Menyaksikan dahsyatnya dampak tsunami, Bedu masih teringat ibu, istri, dan ketiga anaknya yang tinggal serumah dengannya. Tingginya ombak membuat dia tidak bisa berbuat apa-apa selain berdoa untuk keselamatan mereka sambil terus mengambil gambar.
Sekitar pukul 14.00 WIB air mulai surut. Ia segera menginjak gas sepeda motor untuk pulang. Karena sampah dan mayat berserakan di jalan utama, Bedu terpaksa memutar untuk sampai ke rumahnya. Namun air masih menggenangi kawasan rumah kontrakannya di Desa Lambaro Skep, sekitar tiga kilometer dari pusat kota.
Sepeda motornya diparkir di trotoar depan RSUD Zainoel Abidin. Khawatir kameranya basah, Bedu meletakkan benda berharga itu di lantai dua sebuah toko. Dia mengarungi air setinggi pinggang untuk pulang. Saat melihat rumahnya hancur, Bedu tertegun. Dia tidak dapat menemukan orang yang dicintainya.

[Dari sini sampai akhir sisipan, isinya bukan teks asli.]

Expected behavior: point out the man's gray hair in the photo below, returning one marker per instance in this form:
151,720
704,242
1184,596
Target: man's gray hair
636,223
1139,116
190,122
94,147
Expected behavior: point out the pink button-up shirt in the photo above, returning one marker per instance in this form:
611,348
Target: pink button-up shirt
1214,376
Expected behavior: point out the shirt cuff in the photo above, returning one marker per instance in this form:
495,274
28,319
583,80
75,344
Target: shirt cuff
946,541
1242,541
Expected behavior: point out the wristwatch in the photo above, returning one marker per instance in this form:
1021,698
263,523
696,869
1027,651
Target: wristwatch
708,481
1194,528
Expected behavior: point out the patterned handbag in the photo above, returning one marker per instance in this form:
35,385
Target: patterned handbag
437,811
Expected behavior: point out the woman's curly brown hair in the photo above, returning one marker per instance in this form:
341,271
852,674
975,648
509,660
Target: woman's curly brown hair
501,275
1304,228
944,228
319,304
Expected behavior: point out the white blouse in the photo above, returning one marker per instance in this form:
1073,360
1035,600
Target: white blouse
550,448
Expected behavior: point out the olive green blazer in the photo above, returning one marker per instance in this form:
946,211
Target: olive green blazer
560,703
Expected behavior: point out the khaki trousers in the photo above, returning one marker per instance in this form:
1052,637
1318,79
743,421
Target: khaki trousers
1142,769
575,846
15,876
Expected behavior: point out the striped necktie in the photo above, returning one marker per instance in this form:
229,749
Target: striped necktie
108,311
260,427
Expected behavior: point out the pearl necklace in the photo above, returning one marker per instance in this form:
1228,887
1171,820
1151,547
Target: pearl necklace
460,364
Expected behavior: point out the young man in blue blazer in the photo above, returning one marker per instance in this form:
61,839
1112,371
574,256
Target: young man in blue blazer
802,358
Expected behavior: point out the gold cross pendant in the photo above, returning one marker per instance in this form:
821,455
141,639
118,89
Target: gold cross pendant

Setelah dilakukan penggeledahan kesana kemari, seorang warga mengatakan istrinya selamat di lantai dua rumah tetangga. Bedu segera berangkat ke sana. Dia mendapatkan istrinya dari putri mereka. Namun putri sulung berusia 6 tahun dan putra bungsu berusia 4 bulan beserta ibunya tidak ada. Istrinya mengatakan ketiganya tidak selamat. Setelah beberapa hari pencarian, jenazah mereka tidak pernah ditemukan.
Meski redaksi dan mesin cetaknya hancur, namun Serambi kembali terbit seminggu setelah bencana dengan mengandalkan mesin cetak di Lhokseumawe, Aceh Utara. Sebanyak 55 karyawan, termasuk 11 jurnalis, surat kabar harian terbesar di Aceh tewas akibat tsunami. Dengan selamatnya para jurnalis yang tersisa, termasuk Bedu, Serambi menerbitkan dengan peralatan kerja dan kantor sementara di sebuah toko.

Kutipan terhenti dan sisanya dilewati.